BCL Associate Daniel Jackson's article titled 'Clearer sentencing guidelines offer more support for vulnerable adults' has been published by Mental Health Practice.

Here's an extract from the article:

New guidelines for sentencing adult offenders with mental health disorders and learning disabilities came into force in England and Wales at the start of October.

They state impairments or disorders should always be considered by the courts in terms of the offender's ability to understand and participate in proceedings. They also detail factors judges and magistrates should consider when deciding whether culpability is reduced.

The guidelines have been welcomed for providing much-needed clarity in this area. While some of the 130+ existing offence-specific sentencing guidelines mentioned mental health and learning disabilities as factors to consider, there was nothing setting out in detail how the individual needs of these groups should be considered.

40% of people detained by police in England and Wales have a mental health condition (Source: National Institute for Health and Care Excellence) An estimated 30% of the prison population has a learning disability

The guidelines were produced by the Sentencing Council, an independent body that promotes transparency and consistency in sentencing.

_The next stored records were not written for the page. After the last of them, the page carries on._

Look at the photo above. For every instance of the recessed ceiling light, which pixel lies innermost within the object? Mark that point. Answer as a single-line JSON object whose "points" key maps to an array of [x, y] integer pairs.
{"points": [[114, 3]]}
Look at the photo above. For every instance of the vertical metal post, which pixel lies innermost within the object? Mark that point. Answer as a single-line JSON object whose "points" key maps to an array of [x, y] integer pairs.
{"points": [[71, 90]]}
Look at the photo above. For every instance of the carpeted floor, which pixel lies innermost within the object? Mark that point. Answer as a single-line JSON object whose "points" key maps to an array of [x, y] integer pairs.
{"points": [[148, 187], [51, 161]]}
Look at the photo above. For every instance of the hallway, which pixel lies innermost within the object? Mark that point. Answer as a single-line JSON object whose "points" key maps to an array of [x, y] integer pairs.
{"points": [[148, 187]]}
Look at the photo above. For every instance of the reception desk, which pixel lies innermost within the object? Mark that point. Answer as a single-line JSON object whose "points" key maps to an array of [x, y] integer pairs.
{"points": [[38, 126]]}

It says it was prompted to do so by the increasing numbers of people with mental health conditions and learning disabilities coming before the courts.

Figures suggest 40% of people detained in custody have a mental health condition, though because there is no routine monitoring it is impossible to be sure of the scale of the issue. Data on learning disabilities is even harder to identify, although the charity the Prison Reform Trust believes about 30% of the prison population has a learning disability.

'It will be important to check over time where people go – prison or hospital – and if that was right for them'

Independent learning disability consultant nurse, Debra Moore, who has a background in clinical forensic services, says the guidelines are much needed. 'People have been lobbying hard for this for some time. It is a human rights issue. Finding yourself in the courts system is scary for anyone, but if you have a mental health condition or cognitive impairment there is no way you can present yourself in the best way, so it is great that we now have this guidance.'

'Too many people with mental health conditions are going to prison when they are clearly unwell'

But she says it raises some important questions. 'Will it increase demand on the NHS, and will they have the resources to provide the response required? 'Might there be an increased risk of people just being diverted to hospitals, where they can end up spending a long time, much longer than any sentence?

'Hospitals will be appropriate for some, but it will be important to check over time where people go – prison or hospital – and if that was right for them.'

Making reasonable adjustments in prisons: the role of the learning disability nurse RCN justice and forensic health forum vice-chair Paul Hanna says: 'We have needed more consistency for some time. You see too many people with mental health conditions going to prison when they are clearly unwell.

'Often the crimes are a cry for help, but they are not getting sentences that reflect the need for treatment.' 

Mr Hanna adds that it may well take 'another 12 months at least' for the ramifications of the guidelines to have an impact, but he hopes to see more sentences that recognise the need for mental health treatment alongside custodial terms, as well as paving the way for continued treatment when the person is released.

Courts need to make more use of community sentence treatment orders

Prison Reform Trust head of policy, Mark Day says he hopes that, where appropriate, courts will also make greater use of community sentence treatment orders, which compel people with mental health conditions to take part in therapy to avoid a custodial sentence for less serious offences. Prison nursing: opportunities, autonomy and known risks He adds that the problems facing people with learning disabilities are somewhat different and are more related to the way reasonable adjustments are made and their needs catered for throughout the process. 'For example, you may be asked to report to a probation officer at certain times, but someone with a learning disability may have difficulty with that. We want to see the courts take these factors into account.'

Who is covered by the sentencing guidelines?

The Sentencing Council guidelines set out principles on sentencing offenders in England and Wales with mental disorders, development disorders or neurological impairments and apply to adults who at the time of the offence and/or sentencing have one of the following:

  • Mental disorders such as schizophrenia, depression or post-traumatic stress disorder
  • Developmental disorders such as autism or a learning disability
  • Neurological impairments, including dementia

The guidelines are the latest attempt to strengthen rights and improve support given to people with vulnerabilities who find themselves in the criminal justice system. There is already a well-established system of using medical reports, which looks at whether individuals are well enough to plead guilty or not guilty, decide on any help they may need and to see if their health played a part in the offence. Pre-sentence reports can be requested if an individual is found guilty or has pleaded guilty. These are usually produced by the probation service, but can involve input from health professionals. The guidelines will help inform both of these and ensure greater consistency is applied.